Lorsque les actes mentionnés au présent article ont été accomplis au vu et au su des intéressés sans qu'ils s'y soient opposés, alors qu'ils étaient en mesure de le faire, le consentement de ceux-ci est présumé.

Article 226-2
Est puni des même peines le fait de conserver, porter ou laisser porter à la connaissance du public ou d'un tiers ou d'utiliser de quelque manière que ce soit tout enregistrement ou document obtenu à l'aide de l'un des actes prévus par l'article 226-1.
Lorsque le délit prévu par l'alinéa précédent est commis par la voie de la presse écrite ou audiovisuelle, les dispositions particulières des lois qui régissent ces matières sont applicables en ce qui concerne la détermination des personnes responsables.

Article 226-3
Est punie des même peines la fabrication, l'importation, la détention, l'exposition, l'offre, la location ou la vente, en l'absence d'autorisation ministérielle dont les conditions d'octroi sont fixées par décret en Conseil d'État, d'appareils conçus pour réaliser les opérations pouvant constituer l'infraction prévue par le deuxième alinéa de l'article 226-15 ou qui, conçus pour la détection à distance des conversations, permettent de réaliser l'infraction prévue par l'article 226-1 et figurant sur une liste dressée dans des conditions fixées par ce même décret.
Est également puni des même peines le fait de réaliser une publicité en faveur d'un appareil susceptible de permettre la réalisation des infractions prévues par l'article 226-1 et le second alinéa de l'article 226-15 lorsque cette publicité constitue une incitation à commettre cette infraction.

Article 226-4
L'introduction ou le maintien dans le domicile d'autrui à l'aide de manoeuvres, menaces, voies de fait ou contrainte, hors les cas où la loi le permet, est puni d'un an d'emprisonnement et de 100 000 F d'amende.

Article 226-5
La tentative des infractions prévues par la présente section est punie des même peines.

Article 226-6
Dans les cas prévus par les articles 226-1 et 226-2, l'action publique ne peut être exercée que sur plainte de la victime, de son représentant légal ou de ses ayants droit.

Article 226-7
Les personnes morales peuvent être déclarées responsables pénalement, dans les conditions prévues par l'article 121-2, des infractions définies à la présente section.
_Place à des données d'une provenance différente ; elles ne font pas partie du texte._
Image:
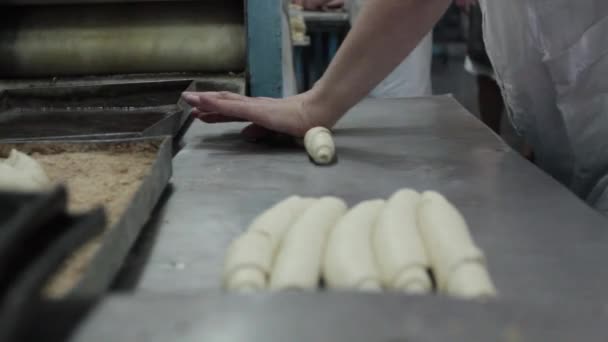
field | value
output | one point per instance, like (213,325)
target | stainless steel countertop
(546,249)
(542,243)
(301,317)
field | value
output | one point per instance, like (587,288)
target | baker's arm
(385,33)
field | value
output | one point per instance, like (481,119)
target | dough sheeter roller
(546,249)
(89,42)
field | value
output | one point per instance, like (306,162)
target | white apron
(412,77)
(551,61)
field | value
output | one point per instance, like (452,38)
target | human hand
(293,115)
(319,4)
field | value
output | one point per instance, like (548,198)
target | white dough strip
(349,259)
(298,263)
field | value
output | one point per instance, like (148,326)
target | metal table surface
(546,249)
(305,317)
(542,243)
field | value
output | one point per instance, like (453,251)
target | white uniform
(550,58)
(413,76)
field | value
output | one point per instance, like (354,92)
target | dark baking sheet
(99,111)
(119,238)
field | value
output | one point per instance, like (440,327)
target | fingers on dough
(349,258)
(458,265)
(298,263)
(20,172)
(320,145)
(276,221)
(248,263)
(400,253)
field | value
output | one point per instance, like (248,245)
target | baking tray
(118,239)
(106,111)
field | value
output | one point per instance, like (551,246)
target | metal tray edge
(117,243)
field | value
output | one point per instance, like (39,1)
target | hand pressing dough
(21,173)
(248,263)
(298,263)
(349,258)
(275,221)
(320,145)
(458,264)
(400,253)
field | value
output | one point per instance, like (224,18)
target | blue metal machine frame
(264,47)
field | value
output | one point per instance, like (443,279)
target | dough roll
(298,263)
(458,265)
(349,259)
(72,40)
(275,221)
(320,145)
(21,173)
(399,249)
(248,263)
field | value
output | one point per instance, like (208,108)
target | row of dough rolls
(376,245)
(22,173)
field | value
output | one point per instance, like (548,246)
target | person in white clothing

Les peines encourues par les personnes morales sont :
1° L'amende, suivant les modalités prévues par l'article 131-38 ;
2° L'interdiction, à titre définitif ou pour une durée de cinq ans au plus, d'exercer directement ou indirectement l'activité professionnelle ou sociale dans l'exercice ou à l'occasion de l'exercice de laquelle l'infraction a été commise ;
3° L'affichage ou la diffusion de la décision prononcée, dans les conditions prévues par l'article 131-35.

Article 226-15
Est puni d'un an d'emprisonnement et de 300.000 F d'amende, le fait commis de mauvaise foi, d'intercepter, de détourner, d'utiliser ou de divulguer des correspondances émises, transmises ou reçues par la voie des télécommunications, ou de procéder à l'installation d'appareils conçus pour réaliser de telles interceptions.

Article 226-25
Dans le cas prévu par les articles 226-1 et 226-15, les personnes coupables de l'une des infractions prévues, encourent également la confiscation de la chose qui a servi ou était destinée à commettre l'infraction, ou la chose qui en est le produit.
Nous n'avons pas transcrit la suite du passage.